Now we are investigating to use InfluxDB and are very happy with the overall performance and features. Since the original data is stored at about second granularity, the creation of a one year trend using Grafana already aggregates the data on the server with the right "GROUP BY" command, so that only mean-hourly data is returned from the server to the client. However, the aggregation on the server obviously takes a huge amount of time (several minutes) since several 10-million datapoints have to be averaged into ~1000 resulting values. Since space is not really an issue (we can keep the original data for several years) it would be really nice to have an automatic aggregation of ALL data without the creation of additional databases and/or request queries into several time-bins. I know that automatic aggregation of all data can be realized with continuous queries, but this results in a new database and all visualizations have to be created twice (or more depending on granularity) using a different database.
I hope this gives a view from the user-side and explains why this feature is the go- or no-go criterion for us to use InfluxDB in industrial measurement environments.
I don't think complicated use-cases are necessary to understand why this should be the number-1 priority. When I deploy InfluxDB + Telegraf + Grafana to graph some basic system metrics for my systems, I usually set the RP duration at 1 week. There is no easy way for me to quickly
So I'm stuck with choosing a safe period for the retention policy and not having any data older than that.
Agree with @johngilden, monitoring more than a handful of hosts blows out the number of measurements collected, ie mysql, mongo, system, kafka etc etc. 10 plugins as mentioned is easily the average and in some cases its 2 or 3 times as many.
All we want is the ability to set the granularity per timeframe and it is not feasible today so as John mentioned we just set retention once to a 'safe period'.
Don't even mind if its targeted at Telegraf metric usage for instance, by limiting the scope initially and making some progress may offer insight for the more generic case.

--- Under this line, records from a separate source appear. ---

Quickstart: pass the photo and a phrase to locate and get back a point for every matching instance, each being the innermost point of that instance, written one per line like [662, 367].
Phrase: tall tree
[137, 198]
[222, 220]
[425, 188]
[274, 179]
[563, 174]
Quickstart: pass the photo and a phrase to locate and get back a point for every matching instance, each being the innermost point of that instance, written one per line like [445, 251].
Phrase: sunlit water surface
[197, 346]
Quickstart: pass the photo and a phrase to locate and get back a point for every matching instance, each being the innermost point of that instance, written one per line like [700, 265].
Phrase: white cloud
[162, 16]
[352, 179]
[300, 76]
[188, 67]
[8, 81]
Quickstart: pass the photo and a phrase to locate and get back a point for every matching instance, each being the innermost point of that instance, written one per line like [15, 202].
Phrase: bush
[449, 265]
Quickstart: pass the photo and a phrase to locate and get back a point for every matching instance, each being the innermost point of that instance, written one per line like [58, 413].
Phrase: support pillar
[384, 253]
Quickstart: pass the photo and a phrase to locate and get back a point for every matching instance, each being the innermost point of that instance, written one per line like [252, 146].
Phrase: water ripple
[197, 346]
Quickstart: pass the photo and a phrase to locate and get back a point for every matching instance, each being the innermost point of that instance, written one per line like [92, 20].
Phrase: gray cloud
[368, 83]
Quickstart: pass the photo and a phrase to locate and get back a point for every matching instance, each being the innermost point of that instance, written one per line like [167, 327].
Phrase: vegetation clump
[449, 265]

It also helps mature the TICK stack as a whole, today its severely hampered by this issue.
Eh guys. I just started using grafana & influx. 0->100 in 1 weeks time. I just today hit the wall with this (my DB grows like a monster).
I have no clue what to do? As @johngilden says, Im using"Telegraf" and other loggers, mostly "configs" I find online and just "install", so I have more or less no knowledge of the data it stores.
So, in short, I already have hundreds, if not up to a thousand "measures", with yet again ten or hundreds of "fields". How am I supposed to write CQ to downsample that? It will take me several 40 hr weeks just to do that? More or less a "list" and then "cut n paste" to create queries for everything in all databases?
I need something on a database level to say like "all data older than 7 days should be aggregated by 60 mins". And then it needs to be queried together with the non-aggregated data. I guess this is what's referred to as:
"Users should not need to care about retention policies when trying to get the data they want."
in the original post?
I.e I want one single simple query that gives me both the 7 days unaggregated data and then also all of the aggregated, so that I with one single query can plot my graph in grafana.
Is what I'm asking even possible today with some sort of workaround?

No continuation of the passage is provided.